Catatan akhir semester 1
Hari sudah terlampau siang mendekati sore.
Perut kami berlima (istilah lama: keroncongan, istilah baru: dangdutan). Pekerjaan tambahan untuk mengerjakan pendataan dan
nilai siswa telah selesai.
“ayo mau kemana?” tanya Bu S
Pertanyaan ini adalah sebuah tawaran untuk
memilih warung untuk menghentikan perut yang dangdutan ini.
“Aku ngikut saja,” jawabku begitu. Maklum,
tahu apa sih aku tentang warung dan makanan. Di sekitar rumahku juga banyak
warung. Aku terbiasa berganti-ganti menu sesuai selera: ikan, ayam, tahu,
tempe, pete, jengkol, sayur kangkung, lodeh, bayam, soto, bakso, mie, tongseng,
dan sebagainya. Semua warung aku suka. Rumusnya, selama masakan itu tidak
keasinan dan kepedasan serta mengenyangkan pasti bisa diterima oleh lidahku. Dengan
harga Rp. 20.000 sampai Rp. 30.000,- aku
sudah bisa membawa makanan untuk sekeluarga sambil berdendang. Selama ini,
masakan apapun masuk perutku dengan ikhlas tanpa banyak komentar. Tapi menurutku
masakan istrikulah yang paling enak karena aku bisa nambah berkali-kali tanpa
malu dan tanpa bayar.
Aku sebagai sopir hanya
mengikuti komando. Kali ini, kami menuju ke sebuah warung
makan di Pekalongan. Warung ini nampak biasa-biasa saja dan tak istimewa. Ruang
makannya tak terlalu luas. Tempat parkirnya nebeng di parkiran umum di pinggir jalan.
Tapi warung ini sangat terkenal. Pelajaran pertama tentang warung: warung terkenal
tidak harus berpenampilan istimewa. Konon, warung ini sering dikunjungi oleh
para pejabat baik local maupun nasional dan juga para artis. Tak heran, di
dinding, tergantung foto pejabat dan artis
bersama pemilik dan karyawan warung ini. Pelajaran kedua tentang warung: warung
terkenal terpasang foto pejabat dan artis. Warung ini menyediakan berbagai
menu: ayam goreng, ayam bakar, sate dan menu special iga bakar dan sop buntut serta
berbagai minuman serta makanan penutup.
“aku iga bakar dan sop buntut” kataku.
Seumur hidupku aku belum pernah makan iga bakar dan sop buntut.

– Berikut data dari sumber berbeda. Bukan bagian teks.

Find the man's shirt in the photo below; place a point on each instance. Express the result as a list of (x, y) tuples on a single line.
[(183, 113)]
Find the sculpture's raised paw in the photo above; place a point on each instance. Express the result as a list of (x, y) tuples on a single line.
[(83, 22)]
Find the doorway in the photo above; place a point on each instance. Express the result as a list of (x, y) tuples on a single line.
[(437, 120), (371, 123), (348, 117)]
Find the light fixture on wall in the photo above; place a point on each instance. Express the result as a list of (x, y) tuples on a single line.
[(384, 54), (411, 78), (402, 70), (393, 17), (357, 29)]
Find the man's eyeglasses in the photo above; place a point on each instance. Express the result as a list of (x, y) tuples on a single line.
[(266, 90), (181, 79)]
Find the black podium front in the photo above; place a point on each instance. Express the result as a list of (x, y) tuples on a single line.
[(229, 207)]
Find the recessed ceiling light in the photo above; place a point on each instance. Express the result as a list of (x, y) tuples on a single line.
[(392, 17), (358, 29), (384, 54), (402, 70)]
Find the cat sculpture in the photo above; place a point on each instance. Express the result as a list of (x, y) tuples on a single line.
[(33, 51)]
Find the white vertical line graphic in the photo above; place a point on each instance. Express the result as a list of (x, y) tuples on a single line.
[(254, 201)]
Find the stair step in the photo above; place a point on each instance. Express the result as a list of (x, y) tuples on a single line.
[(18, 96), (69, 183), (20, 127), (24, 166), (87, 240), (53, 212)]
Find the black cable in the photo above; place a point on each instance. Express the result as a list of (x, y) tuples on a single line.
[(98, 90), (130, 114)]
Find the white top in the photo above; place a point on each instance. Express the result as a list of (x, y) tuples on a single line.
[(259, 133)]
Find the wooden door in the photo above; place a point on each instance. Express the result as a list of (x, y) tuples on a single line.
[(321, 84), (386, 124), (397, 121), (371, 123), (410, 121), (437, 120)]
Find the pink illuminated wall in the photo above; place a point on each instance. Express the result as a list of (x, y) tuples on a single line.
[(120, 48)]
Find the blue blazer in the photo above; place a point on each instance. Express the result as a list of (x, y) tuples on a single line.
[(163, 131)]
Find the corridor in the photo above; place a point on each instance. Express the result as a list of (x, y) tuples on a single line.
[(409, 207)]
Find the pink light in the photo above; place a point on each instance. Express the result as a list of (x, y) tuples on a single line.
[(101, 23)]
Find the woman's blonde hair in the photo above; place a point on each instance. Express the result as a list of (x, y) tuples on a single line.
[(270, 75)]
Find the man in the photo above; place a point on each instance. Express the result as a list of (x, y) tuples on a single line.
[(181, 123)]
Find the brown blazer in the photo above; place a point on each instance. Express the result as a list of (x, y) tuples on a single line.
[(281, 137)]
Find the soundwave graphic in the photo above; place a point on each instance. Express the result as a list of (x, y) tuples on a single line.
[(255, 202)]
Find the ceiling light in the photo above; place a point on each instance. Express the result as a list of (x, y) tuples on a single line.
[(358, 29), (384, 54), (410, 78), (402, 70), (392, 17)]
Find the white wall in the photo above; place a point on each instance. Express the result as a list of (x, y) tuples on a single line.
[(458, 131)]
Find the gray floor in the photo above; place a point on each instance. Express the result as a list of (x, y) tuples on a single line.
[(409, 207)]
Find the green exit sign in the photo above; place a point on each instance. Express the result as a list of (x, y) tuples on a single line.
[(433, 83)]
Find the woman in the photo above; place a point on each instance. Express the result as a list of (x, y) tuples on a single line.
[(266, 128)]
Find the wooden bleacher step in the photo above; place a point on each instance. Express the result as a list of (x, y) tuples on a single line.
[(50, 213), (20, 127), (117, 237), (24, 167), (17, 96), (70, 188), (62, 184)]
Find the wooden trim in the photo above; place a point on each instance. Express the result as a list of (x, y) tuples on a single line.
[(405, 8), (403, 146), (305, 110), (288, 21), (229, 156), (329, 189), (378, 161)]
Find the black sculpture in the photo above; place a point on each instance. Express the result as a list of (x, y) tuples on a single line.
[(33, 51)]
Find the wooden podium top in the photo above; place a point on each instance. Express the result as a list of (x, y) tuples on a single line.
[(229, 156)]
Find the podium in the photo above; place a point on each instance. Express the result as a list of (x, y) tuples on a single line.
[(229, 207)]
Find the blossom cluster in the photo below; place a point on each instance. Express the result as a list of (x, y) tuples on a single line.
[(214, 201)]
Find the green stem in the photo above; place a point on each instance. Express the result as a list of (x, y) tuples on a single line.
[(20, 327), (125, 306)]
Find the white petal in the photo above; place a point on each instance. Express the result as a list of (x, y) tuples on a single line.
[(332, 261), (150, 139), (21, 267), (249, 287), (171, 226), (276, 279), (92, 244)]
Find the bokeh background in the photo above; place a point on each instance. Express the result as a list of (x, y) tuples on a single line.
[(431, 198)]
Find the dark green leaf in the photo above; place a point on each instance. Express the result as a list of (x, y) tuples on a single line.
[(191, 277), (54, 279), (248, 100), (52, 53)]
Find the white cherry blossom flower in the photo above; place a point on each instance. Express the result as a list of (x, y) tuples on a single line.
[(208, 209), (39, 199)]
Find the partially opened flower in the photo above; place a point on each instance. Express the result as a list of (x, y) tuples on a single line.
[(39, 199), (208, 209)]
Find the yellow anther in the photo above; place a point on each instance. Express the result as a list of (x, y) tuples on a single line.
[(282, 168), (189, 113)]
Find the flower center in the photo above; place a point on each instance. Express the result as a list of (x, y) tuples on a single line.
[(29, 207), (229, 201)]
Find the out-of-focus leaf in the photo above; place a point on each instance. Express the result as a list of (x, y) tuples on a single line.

Lama sekali kami menunggu. Hampir 30 menit
sejak kami menulis menu yang ditawarkan, makanan baru disajikan. Pelajaran ketiga
tentang warung: warung terkenal, pelayanannya lama.
“Enak dan empuk” kesanku pertama mencicipi
2 potong iga sapi bakar yang berdaging tebal. Satu porsi iga bakar kuhabiskan
dalam waktu kurang dari 15 menit. Kuselingi dengan es jeruk favoritku dan
kulanjutkan dengan sop buntut. Satu mangkok sop buntut terasa mak nyus. Dagingnya juga empuk. Kuahnya
terasa mantap di lidah.
Kenyang sudah perutku terisi berbagai jenis
daging sapi. Makan siang ini kututup dengan menikmati potongan buah mangga.
Konon juga, warung ini selalu menyediakan buah mangga walaupun tidak musim
mangga. Mungkin punya kebun mangga sendiri sehingga bisa diatur waktu
berbuahnya. Pelajaran keempat tentang warung: warung makan juga harus mempunyai
kebun buah.
Giliran membayar tentu saja aku mundur.
Sudah ada pihak-pihak yang berhak untuk melakukan pekerjaan ini. Seseorang mengambil alih tugas ini, aku mundur. Aku hanya berada di belakang agak ke samping sedikit.
Tujuannya adalah untuk mengetahui harga makanan yang sukses aku lumat sampai
tandas. Bukan apa-apa. Kalau aku ingin kembali ke warung ini, aku sudah
mengetahui harga makanan-makanan tersebut.
“Berapa Mba?”
“Tiga ratus tujuh puluh ribu” jawab sang kasir
“Apa? Berapa? Yang bener? Ulangi sekali
lagi?” teriakku dalam hati. Aku tak tega untuk melepas suaraku. Aku kaget dengan harga yang
disebutkan oleh kasir. Bagiku, itu mahal sekali. Pelajaran keempat tentang
warung: warung yang ada foto pejabat dan artis, mahal.
Hari semakin sore. Kami pulang dengan
pikiran masing-masing. Aku masih terngiang-ngiang harganya. Pelajaran terakhir
tentang warung: aku tak mungkin kembali ke warung terkenal tanpa gratisan.